Argentina, Brazil Abolish Dollar in Bilateral Trade

Thursday, September 11, 2008

The dollar begins to fall out of favour in Latin America.
Argentina and Brazil are the next 2 countries that reduce their exposure to Federal Reserve Notes (FRN). According to a report by mercopress.com,
Brazilian and Argentine presidents Lula da Silva and Cristina Fernandez de Kirchner signed on Monday an agreement which officially launches the use of their countries currencies for bilateral trade instead of the US dollar.
Both sides said that bilateral trade would save forex costs especially for smaller businesses. Bilateral trade between the two countries reached $25 billion in 2007 and is expected to soar another 20% to $30 billion this year. The agreement will be effective from October 1. Brazil sees the move as a first step towards more monetary cooperation in the Mercosur area that other countries could join as well.

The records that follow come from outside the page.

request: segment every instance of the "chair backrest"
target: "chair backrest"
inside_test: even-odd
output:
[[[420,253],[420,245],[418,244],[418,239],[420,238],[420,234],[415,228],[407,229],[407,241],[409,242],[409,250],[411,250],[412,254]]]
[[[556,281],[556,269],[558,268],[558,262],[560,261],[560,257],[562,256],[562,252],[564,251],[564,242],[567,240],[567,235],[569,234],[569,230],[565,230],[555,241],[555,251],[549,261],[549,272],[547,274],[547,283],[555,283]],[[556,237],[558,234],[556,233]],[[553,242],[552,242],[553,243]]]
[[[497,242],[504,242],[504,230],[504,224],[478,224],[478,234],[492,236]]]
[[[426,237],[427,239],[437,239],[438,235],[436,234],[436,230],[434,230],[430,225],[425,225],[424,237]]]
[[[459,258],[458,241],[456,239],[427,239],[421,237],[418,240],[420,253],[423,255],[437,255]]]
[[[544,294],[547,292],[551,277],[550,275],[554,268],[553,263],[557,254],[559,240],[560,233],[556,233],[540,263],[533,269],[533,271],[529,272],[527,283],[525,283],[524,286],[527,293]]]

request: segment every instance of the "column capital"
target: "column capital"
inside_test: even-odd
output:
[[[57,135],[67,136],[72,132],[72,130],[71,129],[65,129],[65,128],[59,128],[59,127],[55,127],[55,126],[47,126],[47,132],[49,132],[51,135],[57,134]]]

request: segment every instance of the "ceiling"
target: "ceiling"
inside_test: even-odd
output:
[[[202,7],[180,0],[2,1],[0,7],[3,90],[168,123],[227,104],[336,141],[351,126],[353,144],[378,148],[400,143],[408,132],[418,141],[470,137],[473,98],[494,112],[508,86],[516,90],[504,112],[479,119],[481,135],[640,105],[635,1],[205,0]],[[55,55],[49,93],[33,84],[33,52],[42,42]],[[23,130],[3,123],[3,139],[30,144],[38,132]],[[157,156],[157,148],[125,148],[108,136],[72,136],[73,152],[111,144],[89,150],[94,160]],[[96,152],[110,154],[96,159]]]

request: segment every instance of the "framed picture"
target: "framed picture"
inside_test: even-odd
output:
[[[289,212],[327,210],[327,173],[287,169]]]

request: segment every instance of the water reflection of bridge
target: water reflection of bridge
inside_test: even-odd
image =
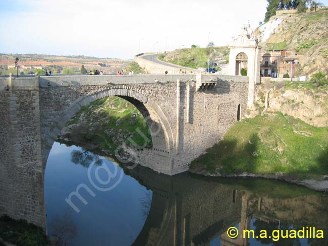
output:
[[[227,229],[238,223],[240,231],[249,229],[253,217],[321,228],[328,221],[328,199],[315,195],[259,198],[186,173],[169,177],[140,166],[125,171],[153,192],[147,218],[133,245],[209,245],[221,235],[222,245],[246,245],[247,239],[232,239]]]

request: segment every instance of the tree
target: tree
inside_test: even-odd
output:
[[[267,22],[271,16],[276,15],[277,10],[296,9],[301,1],[303,0],[267,0],[268,4],[265,13],[264,22]]]
[[[211,41],[210,42],[209,42],[207,44],[207,48],[210,48],[212,47],[214,47],[214,43],[213,41]]]
[[[326,79],[325,74],[322,72],[314,74],[311,82],[316,83],[319,86],[328,85],[328,79]]]
[[[69,68],[66,68],[63,70],[62,73],[63,74],[73,74],[73,71]]]
[[[307,8],[306,8],[306,1],[307,0],[299,0],[299,5],[297,6],[297,11],[299,12],[306,12]]]
[[[84,65],[82,65],[81,68],[81,73],[82,74],[86,74],[87,73],[87,70],[84,68]]]
[[[34,72],[35,73],[37,73],[38,74],[39,74],[39,75],[44,75],[44,71],[42,69],[36,69],[34,71]]]

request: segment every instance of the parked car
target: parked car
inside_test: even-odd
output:
[[[216,70],[214,68],[209,68],[206,69],[206,71],[207,73],[212,73],[214,74],[214,73],[217,72],[217,70]]]

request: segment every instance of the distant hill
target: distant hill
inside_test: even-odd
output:
[[[16,74],[15,60],[18,57],[19,74],[51,71],[52,74],[80,74],[83,65],[88,71],[101,70],[116,74],[129,66],[131,61],[113,58],[78,55],[54,55],[43,54],[0,54],[0,75]],[[41,70],[36,71],[36,70]],[[43,73],[42,72],[42,73]],[[42,74],[42,73],[41,74]]]
[[[328,9],[272,16],[254,32],[261,36],[264,49],[301,55],[299,75],[328,74]]]

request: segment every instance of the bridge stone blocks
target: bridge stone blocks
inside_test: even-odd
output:
[[[127,150],[134,162],[169,175],[187,170],[247,104],[247,77],[201,80],[215,86],[197,90],[196,75],[0,79],[0,213],[45,226],[43,175],[53,141],[82,106],[111,95],[134,104],[155,133],[152,149]]]

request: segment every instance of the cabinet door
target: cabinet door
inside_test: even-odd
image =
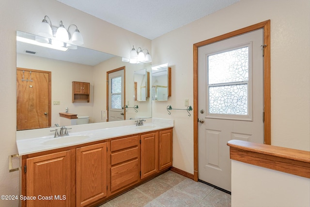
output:
[[[107,149],[106,143],[77,149],[77,206],[107,196]]]
[[[159,132],[159,170],[172,165],[172,130]]]
[[[75,94],[82,94],[83,83],[80,82],[73,82],[73,93]]]
[[[158,133],[141,135],[141,179],[158,172]]]
[[[70,206],[70,152],[65,151],[29,158],[27,166],[26,196],[29,207]]]
[[[89,94],[89,83],[83,83],[83,90],[82,93],[84,94]]]

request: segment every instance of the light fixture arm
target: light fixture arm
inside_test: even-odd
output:
[[[44,16],[44,19],[42,20],[42,22],[46,22],[47,24],[48,24],[48,22],[47,21],[47,20],[46,19],[46,17],[48,19],[48,21],[49,21],[49,26],[50,26],[50,28],[52,28],[52,21],[50,20],[50,19],[49,18],[49,17],[48,17],[48,16],[47,16],[47,15],[46,15],[45,16]]]
[[[69,25],[69,27],[68,27],[68,34],[69,34],[69,39],[71,39],[71,34],[70,33],[70,32],[69,31],[69,30],[70,29],[70,27],[71,26],[74,26],[77,28],[77,29],[74,31],[74,32],[79,32],[79,30],[78,30],[78,26],[77,25],[76,25],[75,24],[70,24],[70,25]]]

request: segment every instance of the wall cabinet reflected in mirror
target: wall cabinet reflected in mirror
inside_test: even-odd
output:
[[[134,73],[134,100],[146,101],[150,97],[150,72],[146,68]]]
[[[24,68],[23,70],[25,71],[36,70],[50,73],[51,82],[48,85],[51,88],[51,98],[46,104],[49,105],[50,110],[46,111],[46,114],[44,111],[43,114],[47,120],[49,119],[51,121],[49,124],[44,127],[41,127],[41,121],[38,121],[38,127],[22,128],[20,130],[53,127],[55,124],[62,125],[59,113],[64,112],[66,108],[68,109],[69,113],[77,114],[78,116],[89,116],[90,123],[107,121],[106,74],[107,71],[121,67],[126,68],[124,103],[128,106],[126,110],[124,110],[121,112],[125,114],[126,120],[152,117],[152,99],[147,98],[147,93],[145,97],[141,96],[141,100],[143,99],[143,101],[138,103],[138,99],[135,101],[133,99],[136,93],[133,90],[134,73],[144,69],[145,74],[147,74],[148,72],[151,76],[151,64],[131,64],[124,62],[121,57],[80,46],[78,46],[76,49],[68,49],[64,51],[34,45],[33,43],[36,43],[36,36],[16,31],[16,66]],[[49,40],[50,42],[51,40]],[[27,42],[25,42],[26,41]],[[66,49],[64,47],[62,48],[62,49]],[[21,76],[18,77],[18,80],[27,77],[30,79],[29,73],[25,72],[24,78],[22,71],[21,73]],[[34,73],[31,75],[33,79]],[[147,75],[145,79],[147,79]],[[78,102],[74,100],[72,102],[72,81],[90,83],[89,100]],[[22,81],[23,83],[26,82],[29,84],[31,83],[32,89],[38,88],[34,85],[39,82],[36,80],[33,82]],[[144,90],[142,84],[141,86],[141,90]],[[28,87],[31,88],[29,86]],[[22,89],[20,91],[22,91]],[[18,92],[17,93],[18,94]],[[140,92],[140,94],[144,94],[143,91]],[[136,111],[131,108],[137,105],[139,110]],[[28,117],[27,120],[31,122],[38,119],[36,113]],[[17,119],[22,120],[18,118],[18,114]]]
[[[152,67],[152,96],[155,101],[168,101],[171,96],[171,67],[168,63]]]

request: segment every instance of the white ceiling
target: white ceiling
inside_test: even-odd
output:
[[[240,0],[57,0],[153,40]]]

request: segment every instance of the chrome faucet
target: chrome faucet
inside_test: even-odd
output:
[[[62,127],[60,127],[60,132],[59,134],[58,133],[58,128],[56,128],[55,130],[51,130],[50,131],[55,131],[55,135],[54,136],[54,138],[56,138],[58,137],[62,137],[64,136],[69,136],[69,132],[68,132],[68,129],[71,129],[72,128],[68,128],[64,126]],[[64,132],[63,132],[63,129],[64,129]]]
[[[136,126],[143,126],[143,122],[146,122],[145,119],[139,119],[139,120],[135,121],[137,122],[136,124]]]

"We’re giving a crucial step for a future regional monetary integration” said Lula da Silva during the official reception. "We are going to abolish the dollar as a currency in our trade" he added.
Lula da Silva pointed out that he wanted Brazil and Argentina's trade balance to be more balanced. Argentina had a 2.7 billion US dollars trade deficit with its larger neighbor Brazil in the first half of the year.

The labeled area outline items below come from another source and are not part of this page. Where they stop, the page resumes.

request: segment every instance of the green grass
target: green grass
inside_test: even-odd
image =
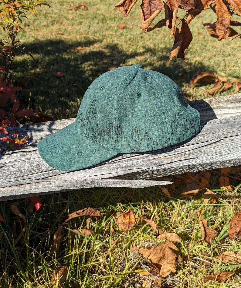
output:
[[[190,24],[193,40],[186,53],[188,62],[175,59],[169,63],[174,37],[166,27],[143,33],[138,3],[126,19],[114,8],[114,0],[85,2],[87,11],[68,10],[69,2],[56,0],[49,2],[51,8],[37,9],[37,18],[29,13],[22,25],[25,30],[18,36],[24,51],[30,51],[35,61],[19,52],[14,67],[15,84],[23,88],[19,94],[22,106],[26,107],[30,96],[31,107],[55,120],[75,117],[85,91],[96,78],[112,65],[136,63],[170,77],[188,99],[209,97],[205,91],[210,84],[190,88],[190,80],[198,72],[224,75],[240,51],[239,38],[218,41],[209,36],[201,21],[214,21],[216,16],[207,10]],[[163,16],[162,12],[158,19]],[[122,23],[123,29],[117,27]],[[235,28],[241,33],[240,27]],[[83,49],[76,49],[80,47]],[[240,78],[240,59],[232,65],[227,77]],[[64,77],[56,77],[59,71]],[[186,76],[182,79],[183,74]],[[233,88],[221,95],[235,93]]]
[[[228,77],[240,77],[240,57],[229,68],[240,50],[238,40],[218,42],[201,24],[201,19],[206,23],[212,17],[215,21],[212,12],[202,13],[191,23],[193,40],[186,54],[188,62],[175,59],[169,63],[173,38],[165,28],[143,33],[138,28],[138,7],[127,19],[114,8],[117,1],[87,0],[88,10],[77,11],[66,9],[70,6],[68,2],[49,2],[51,8],[38,10],[37,18],[30,15],[29,20],[24,23],[25,30],[19,33],[25,50],[30,51],[35,59],[19,53],[15,61],[15,84],[23,88],[18,95],[23,107],[27,107],[30,97],[31,108],[42,110],[55,120],[74,117],[90,84],[113,65],[139,63],[145,68],[162,72],[176,82],[189,99],[209,97],[205,92],[209,84],[189,87],[189,81],[197,72],[223,75],[229,69]],[[117,27],[122,23],[125,24],[124,29]],[[80,47],[83,49],[76,49]],[[57,77],[59,71],[64,77]],[[180,74],[183,74],[186,76],[181,79]],[[234,93],[233,89],[222,94]],[[145,280],[157,287],[151,277],[138,273],[146,268],[146,261],[133,247],[149,247],[160,240],[143,222],[137,223],[128,232],[119,230],[113,214],[129,207],[136,219],[143,215],[154,219],[163,231],[175,232],[182,238],[177,245],[182,261],[177,272],[162,280],[159,286],[241,287],[240,270],[222,283],[204,283],[203,279],[214,272],[233,270],[234,265],[221,263],[216,257],[223,251],[241,249],[240,237],[231,241],[227,234],[234,212],[230,205],[235,210],[240,206],[240,171],[232,175],[238,179],[230,178],[234,188],[227,192],[219,187],[220,172],[212,171],[210,189],[221,200],[210,209],[200,197],[182,198],[183,183],[177,187],[172,198],[158,187],[92,189],[45,195],[41,198],[46,205],[33,213],[27,212],[25,199],[19,199],[18,207],[26,218],[27,228],[16,245],[14,241],[24,223],[11,212],[10,201],[0,203],[5,221],[0,222],[0,287],[48,288],[55,269],[63,266],[69,269],[66,287],[137,288],[143,287]],[[75,230],[86,227],[87,217],[71,220],[63,228],[59,250],[56,257],[51,256],[54,234],[65,217],[89,206],[102,215],[91,220],[93,234],[86,236]],[[199,210],[209,227],[219,232],[210,245],[201,241]]]
[[[152,283],[150,287],[156,287],[151,276],[139,274],[147,269],[146,260],[133,248],[134,246],[150,247],[162,241],[156,238],[156,233],[149,225],[138,221],[144,215],[155,219],[163,231],[175,232],[182,239],[176,243],[182,262],[177,265],[176,273],[161,280],[161,287],[241,287],[239,270],[222,283],[203,280],[214,272],[231,271],[239,267],[237,264],[221,263],[216,257],[224,251],[241,249],[240,237],[231,240],[228,234],[230,220],[240,208],[240,169],[234,169],[230,174],[235,177],[230,178],[234,187],[232,191],[219,187],[219,170],[211,172],[210,189],[220,199],[210,209],[210,204],[204,203],[200,195],[182,197],[184,182],[176,186],[171,198],[158,187],[92,189],[45,195],[41,198],[46,205],[33,213],[27,212],[25,199],[19,199],[18,207],[26,218],[27,229],[16,246],[13,243],[22,230],[23,221],[11,212],[10,201],[1,203],[5,222],[0,223],[0,286],[50,287],[54,269],[67,266],[69,270],[66,287],[142,287],[145,280]],[[59,250],[54,257],[50,256],[54,234],[67,215],[88,206],[101,214],[91,219],[93,234],[85,236],[75,230],[86,227],[88,216],[71,220],[63,225]],[[136,222],[130,230],[123,232],[118,228],[113,214],[129,207]],[[209,227],[219,232],[211,245],[202,241],[198,211]]]

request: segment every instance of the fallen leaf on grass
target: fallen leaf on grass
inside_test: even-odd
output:
[[[200,82],[212,82],[216,78],[213,74],[208,72],[198,72],[190,80],[190,87]]]
[[[218,233],[214,229],[208,227],[208,223],[206,220],[201,216],[201,219],[199,221],[199,224],[201,227],[202,231],[202,240],[209,244],[211,244],[212,240],[218,235]]]
[[[62,77],[63,77],[63,76],[64,76],[64,73],[63,73],[62,72],[59,72],[59,72],[57,72],[57,73],[56,73],[56,76],[57,77],[59,77],[59,78],[61,78]]]
[[[233,87],[233,83],[232,83],[230,81],[228,81],[226,82],[223,85],[223,86],[220,89],[219,92],[222,92],[223,91],[225,91],[227,89],[229,89]]]
[[[88,10],[88,8],[86,6],[86,4],[84,3],[83,4],[80,4],[80,5],[76,5],[73,3],[70,3],[71,7],[68,7],[66,9],[68,10],[74,10],[76,11],[78,9],[81,9],[82,10]]]
[[[238,210],[231,219],[228,232],[231,240],[241,236],[241,210]]]
[[[177,262],[181,261],[181,258],[178,255],[178,248],[169,241],[160,243],[149,249],[134,248],[147,259],[148,265],[150,265],[152,270],[154,266],[155,271],[159,271],[159,275],[161,277],[166,277],[171,272],[176,272]]]
[[[200,185],[196,183],[188,183],[182,193],[183,197],[192,197],[196,195],[200,190]]]
[[[70,219],[76,217],[79,217],[80,216],[90,216],[99,217],[101,216],[101,214],[97,210],[96,210],[93,209],[93,208],[90,208],[90,207],[87,207],[87,208],[84,208],[81,210],[79,210],[76,212],[69,214],[68,216],[68,218],[65,221],[64,221],[62,225],[63,225],[65,224],[66,222]]]
[[[223,252],[217,256],[216,258],[227,262],[241,264],[241,250],[237,253],[232,251]]]
[[[60,287],[66,281],[69,268],[67,266],[57,267],[53,272],[50,283],[52,287]]]
[[[135,225],[135,217],[130,208],[123,214],[120,212],[115,213],[114,217],[120,230],[124,229],[125,231],[128,231]]]
[[[211,204],[214,204],[216,202],[216,197],[215,193],[210,190],[207,189],[208,191],[204,193],[202,195],[202,198],[203,202],[206,204],[210,203]],[[208,207],[210,209],[212,207],[210,205]]]
[[[204,281],[210,281],[210,280],[216,280],[220,283],[223,282],[229,276],[234,274],[237,270],[236,267],[232,272],[221,272],[211,274],[206,276],[203,278]]]
[[[241,88],[241,83],[238,81],[236,82],[235,83],[235,86],[236,86],[236,92],[238,93],[239,92],[239,89]]]
[[[121,29],[123,29],[125,27],[125,25],[124,24],[120,24],[120,25],[117,25],[117,27],[118,28],[120,28]]]
[[[60,247],[60,242],[62,240],[63,235],[62,234],[62,227],[60,227],[54,233],[53,236],[53,244],[51,246],[49,255],[51,256],[57,254],[59,251]]]
[[[157,239],[165,239],[170,241],[180,242],[182,241],[182,239],[175,233],[172,232],[163,232],[157,226],[156,221],[154,220],[148,219],[146,216],[142,217],[142,219],[148,223],[156,231],[157,234],[156,235]]]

"The trade balance should be a two-way street," he said. "There has to be certain balance: one can have a small difference, one year a trade deficit and the next a surplus."
Brazil’s Central Bank said in a release that it had signed with the Argentine Central Bank an accord which establishes the rules for the Local Currencies Payments System, SML between the senior members of Mercosur.
Brazil Raises Basic Rate
On Thursday the Brazilian Monetary Policy Committee (Copom) of the Central Bank (BC) raised the base interest rate (Selic) by 0.75 percentage point, from 13% to 13.75% a year. This is the fourth consecutive hike in Selic and the highest is almost two years.

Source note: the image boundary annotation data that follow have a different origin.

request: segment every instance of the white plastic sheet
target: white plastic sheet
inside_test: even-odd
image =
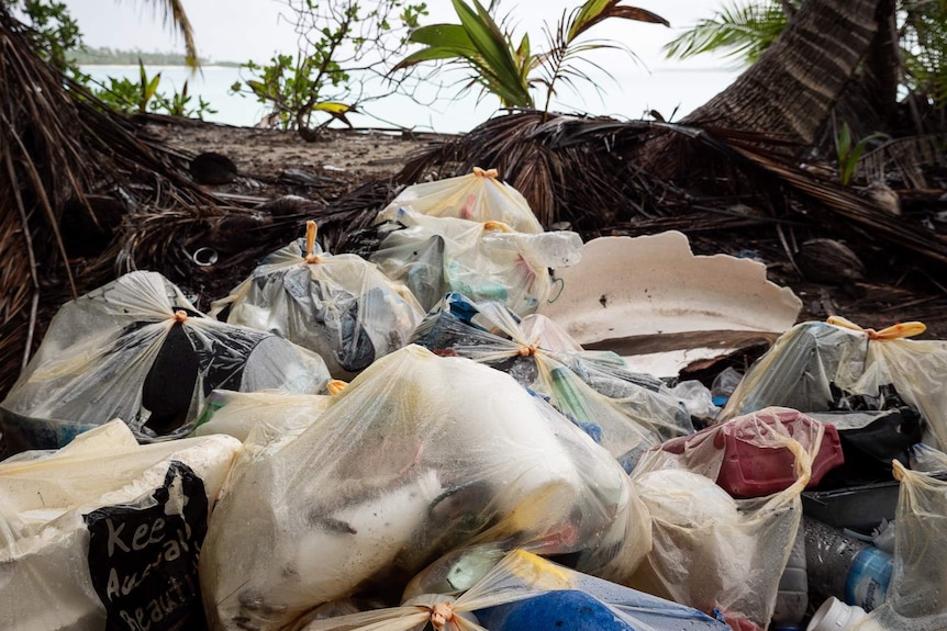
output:
[[[198,554],[238,449],[225,436],[138,446],[114,420],[0,463],[0,628],[171,631],[201,617]]]
[[[515,550],[459,597],[422,594],[400,607],[350,613],[300,624],[302,631],[422,631],[427,624],[446,631],[487,631],[476,611],[550,591],[577,590],[601,602],[622,627],[642,631],[726,631],[726,626],[688,607],[633,593],[604,581]],[[617,624],[615,624],[617,628]]]
[[[627,471],[642,452],[694,430],[683,403],[660,381],[633,374],[614,353],[582,351],[542,315],[520,319],[499,303],[448,294],[417,327],[414,340],[438,354],[509,372],[548,396]]]
[[[459,547],[631,572],[646,523],[617,463],[552,407],[501,372],[409,346],[299,438],[234,466],[201,585],[215,628],[280,629],[323,602],[398,594]]]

The Copom vote apparently was 5-3. Dissenters favored a 0.50 percentage points increase. In a statement the Central Bank said it was raising rates “to promote the conversion of the inflation to the target trajectory in a timely fashion”.
Even with falling commodity prices that pushed inflation lower in August to 6.17% from a three-year high of 6.37%, the orthodox central bank seems intent in insuring demand growth does not outpace supply and keeps to the original inflation target of 4.5% for 2008. Concerns were heightened when earlier data showed the economy expanded at 6.1% in the second quarter.
The Copom after raising the Selic rate by a larger-than-expected 0.75 percentage point in the previous meeting July 23 used the same language to express their goal of bringing inflation back to its target in a “timely fashion”.
A central bank survey of 100 economists anticipates the Selic rate will further increase to 14.75% by the end of the year.